The Gap Between Market Research and Marketing
I worked in Market Research at Ford for about 6 months and I remember it was the most thankless job I've ever had. That's funny because you would think that about corporate IT (if you're a fan of Michael Scott). No, it was Market Research at Ford. Honestly, if the marketing guys paid attention, and they did sometimes, we had a lot of very interesting data. Coolest data set I personally played part in analyzing was a Rate of Adoption study I managed while on rotation. You could see, on a map, where vehicle styles took root and how they spread over time. Because Ford had such a pervasive dealer infrastructure, access rarely inhibited adoption.
In marketing, the problem isn't the data. Market researchers are like the, forgive me my friends, the geeks of marketing.
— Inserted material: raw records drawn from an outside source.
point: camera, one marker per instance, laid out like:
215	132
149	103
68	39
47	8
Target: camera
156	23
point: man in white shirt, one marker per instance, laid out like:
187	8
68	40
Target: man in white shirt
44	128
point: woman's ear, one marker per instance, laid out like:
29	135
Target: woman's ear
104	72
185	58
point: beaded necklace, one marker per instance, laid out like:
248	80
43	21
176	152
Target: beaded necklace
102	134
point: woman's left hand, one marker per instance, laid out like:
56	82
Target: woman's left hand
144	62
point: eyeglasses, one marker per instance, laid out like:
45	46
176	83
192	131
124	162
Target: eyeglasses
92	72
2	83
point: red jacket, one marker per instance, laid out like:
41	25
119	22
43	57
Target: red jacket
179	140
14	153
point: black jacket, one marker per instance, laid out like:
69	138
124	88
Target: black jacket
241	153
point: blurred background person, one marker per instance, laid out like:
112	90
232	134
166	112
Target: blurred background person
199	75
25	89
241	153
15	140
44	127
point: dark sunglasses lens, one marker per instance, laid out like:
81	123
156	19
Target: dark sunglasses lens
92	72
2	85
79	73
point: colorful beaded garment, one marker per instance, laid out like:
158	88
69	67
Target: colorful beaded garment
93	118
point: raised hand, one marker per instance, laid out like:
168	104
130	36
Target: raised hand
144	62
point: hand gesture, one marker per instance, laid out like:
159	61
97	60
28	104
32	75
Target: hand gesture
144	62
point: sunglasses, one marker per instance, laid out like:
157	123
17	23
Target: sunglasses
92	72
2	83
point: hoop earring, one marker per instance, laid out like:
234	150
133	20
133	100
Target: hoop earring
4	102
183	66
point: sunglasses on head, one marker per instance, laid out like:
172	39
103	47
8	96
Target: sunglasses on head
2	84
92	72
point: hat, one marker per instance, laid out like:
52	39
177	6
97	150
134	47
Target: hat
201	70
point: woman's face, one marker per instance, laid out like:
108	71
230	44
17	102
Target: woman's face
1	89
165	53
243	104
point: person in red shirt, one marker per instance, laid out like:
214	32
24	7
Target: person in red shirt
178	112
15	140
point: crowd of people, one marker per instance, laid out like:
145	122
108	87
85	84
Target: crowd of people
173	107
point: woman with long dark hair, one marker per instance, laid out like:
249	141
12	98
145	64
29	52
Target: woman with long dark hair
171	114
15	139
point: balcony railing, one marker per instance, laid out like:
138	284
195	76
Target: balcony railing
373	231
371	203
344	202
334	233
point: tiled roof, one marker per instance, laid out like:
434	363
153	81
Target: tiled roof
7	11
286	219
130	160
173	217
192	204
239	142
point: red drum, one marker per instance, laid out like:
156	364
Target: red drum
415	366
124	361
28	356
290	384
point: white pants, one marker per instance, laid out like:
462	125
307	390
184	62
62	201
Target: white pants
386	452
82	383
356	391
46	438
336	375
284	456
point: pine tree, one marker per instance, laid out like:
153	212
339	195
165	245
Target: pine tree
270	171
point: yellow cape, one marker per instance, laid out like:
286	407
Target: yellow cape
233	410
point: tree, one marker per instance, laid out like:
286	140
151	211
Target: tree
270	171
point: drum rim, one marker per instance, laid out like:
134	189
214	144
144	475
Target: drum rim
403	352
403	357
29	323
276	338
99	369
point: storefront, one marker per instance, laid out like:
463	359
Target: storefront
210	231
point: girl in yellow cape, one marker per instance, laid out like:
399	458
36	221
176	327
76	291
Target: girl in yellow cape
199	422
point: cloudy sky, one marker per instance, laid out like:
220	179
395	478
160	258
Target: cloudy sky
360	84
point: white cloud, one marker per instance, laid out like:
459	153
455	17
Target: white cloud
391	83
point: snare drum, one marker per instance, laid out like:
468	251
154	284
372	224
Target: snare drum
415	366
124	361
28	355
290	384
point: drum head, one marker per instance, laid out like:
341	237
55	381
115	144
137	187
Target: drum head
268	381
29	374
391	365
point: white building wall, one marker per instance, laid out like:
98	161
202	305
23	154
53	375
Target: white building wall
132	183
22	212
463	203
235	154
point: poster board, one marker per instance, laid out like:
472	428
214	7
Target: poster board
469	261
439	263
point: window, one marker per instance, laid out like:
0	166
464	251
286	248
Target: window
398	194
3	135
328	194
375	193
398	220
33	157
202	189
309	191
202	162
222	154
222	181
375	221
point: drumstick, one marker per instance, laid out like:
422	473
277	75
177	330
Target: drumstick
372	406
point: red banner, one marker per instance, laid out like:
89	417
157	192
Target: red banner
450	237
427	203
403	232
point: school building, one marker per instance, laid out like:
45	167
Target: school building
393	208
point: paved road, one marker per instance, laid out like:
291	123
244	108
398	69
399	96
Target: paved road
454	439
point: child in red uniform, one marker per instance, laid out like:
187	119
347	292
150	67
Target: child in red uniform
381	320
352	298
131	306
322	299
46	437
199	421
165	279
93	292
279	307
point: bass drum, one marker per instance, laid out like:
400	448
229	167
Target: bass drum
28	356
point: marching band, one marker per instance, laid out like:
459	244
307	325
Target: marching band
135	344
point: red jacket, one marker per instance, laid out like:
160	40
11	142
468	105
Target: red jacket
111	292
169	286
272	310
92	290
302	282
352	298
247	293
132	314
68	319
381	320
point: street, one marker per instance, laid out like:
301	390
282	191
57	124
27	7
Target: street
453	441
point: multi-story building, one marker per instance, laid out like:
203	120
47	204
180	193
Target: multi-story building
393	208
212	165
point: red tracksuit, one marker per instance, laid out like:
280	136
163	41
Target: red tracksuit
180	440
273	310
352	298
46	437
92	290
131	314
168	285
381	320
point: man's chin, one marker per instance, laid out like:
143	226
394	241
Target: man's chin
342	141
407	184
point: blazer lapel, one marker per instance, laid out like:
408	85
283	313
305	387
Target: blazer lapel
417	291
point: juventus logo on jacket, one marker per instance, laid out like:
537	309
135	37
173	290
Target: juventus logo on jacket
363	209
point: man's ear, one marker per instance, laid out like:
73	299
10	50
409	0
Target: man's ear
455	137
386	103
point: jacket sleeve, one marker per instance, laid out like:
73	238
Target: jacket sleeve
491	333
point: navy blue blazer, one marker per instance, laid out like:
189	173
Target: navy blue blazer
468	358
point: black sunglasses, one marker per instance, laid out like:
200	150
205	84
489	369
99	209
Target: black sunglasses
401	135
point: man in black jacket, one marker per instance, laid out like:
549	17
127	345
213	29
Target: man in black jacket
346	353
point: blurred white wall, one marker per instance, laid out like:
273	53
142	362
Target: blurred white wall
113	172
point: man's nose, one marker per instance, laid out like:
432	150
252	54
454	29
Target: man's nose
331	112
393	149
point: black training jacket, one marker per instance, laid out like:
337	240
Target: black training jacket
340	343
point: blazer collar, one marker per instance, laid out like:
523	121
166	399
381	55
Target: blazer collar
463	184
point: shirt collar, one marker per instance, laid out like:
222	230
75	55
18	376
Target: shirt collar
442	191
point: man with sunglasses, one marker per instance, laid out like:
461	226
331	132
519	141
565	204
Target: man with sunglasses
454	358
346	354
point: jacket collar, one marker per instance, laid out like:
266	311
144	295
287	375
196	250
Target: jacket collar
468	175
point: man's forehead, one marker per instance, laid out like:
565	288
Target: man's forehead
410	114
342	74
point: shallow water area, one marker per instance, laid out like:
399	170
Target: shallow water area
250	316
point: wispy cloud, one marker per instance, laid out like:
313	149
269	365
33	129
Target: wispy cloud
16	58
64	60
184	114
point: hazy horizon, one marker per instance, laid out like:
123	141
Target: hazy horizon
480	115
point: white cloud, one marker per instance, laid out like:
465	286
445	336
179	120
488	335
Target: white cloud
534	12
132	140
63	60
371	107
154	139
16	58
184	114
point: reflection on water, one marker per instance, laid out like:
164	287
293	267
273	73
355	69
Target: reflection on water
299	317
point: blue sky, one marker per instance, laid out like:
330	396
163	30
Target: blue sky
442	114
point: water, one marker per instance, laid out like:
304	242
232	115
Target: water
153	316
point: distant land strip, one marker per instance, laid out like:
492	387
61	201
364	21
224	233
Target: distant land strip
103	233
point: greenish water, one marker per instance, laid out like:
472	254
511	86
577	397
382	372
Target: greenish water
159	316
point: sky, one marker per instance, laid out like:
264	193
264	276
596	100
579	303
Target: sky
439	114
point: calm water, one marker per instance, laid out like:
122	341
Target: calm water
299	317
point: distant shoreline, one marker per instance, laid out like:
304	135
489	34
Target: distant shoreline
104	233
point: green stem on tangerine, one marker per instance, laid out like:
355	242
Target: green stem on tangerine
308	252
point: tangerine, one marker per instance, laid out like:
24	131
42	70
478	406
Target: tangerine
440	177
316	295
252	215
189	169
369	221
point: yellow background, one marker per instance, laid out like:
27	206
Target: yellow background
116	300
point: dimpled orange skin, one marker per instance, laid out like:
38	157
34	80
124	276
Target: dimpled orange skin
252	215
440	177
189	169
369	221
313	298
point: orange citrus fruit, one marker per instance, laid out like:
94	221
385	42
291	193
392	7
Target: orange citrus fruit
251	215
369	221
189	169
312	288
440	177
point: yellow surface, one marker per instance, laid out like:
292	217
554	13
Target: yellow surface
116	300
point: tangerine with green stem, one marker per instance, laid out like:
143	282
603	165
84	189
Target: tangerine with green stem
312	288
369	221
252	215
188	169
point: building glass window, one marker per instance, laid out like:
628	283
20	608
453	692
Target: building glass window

They know it, we all know it. But geeks are cool, so there. The problem is marketers have to sell their decisions to very non-geek people. Guys who drink beer and manage P&L. Tell me over golf or don't tell me at all. My non-geek buddys. Well these guys care about dollars. Dollars influence decisions, but if marketers could become researchers and directly show how their decisions affect dollars, then we're getting somewhere.
Sam Decker spoke to us here at DreamIt Philly 2011 and he said, corporate decision makers care about three things:
1. Competition
2. Sentiment
3. Metrics
Monetate is helping put marketing decisions and execution in the hands of marketers; Facebook gives marketers the ability to sample, test and measure in hours, not months; and with the fast emergence of location based services, the new, ever-changing knowledge about consumers to the aggregated individual level has and will become a marketer’s wonderland.
The gap between market research and marketing is getting smaller and smaller. This could get very interesting.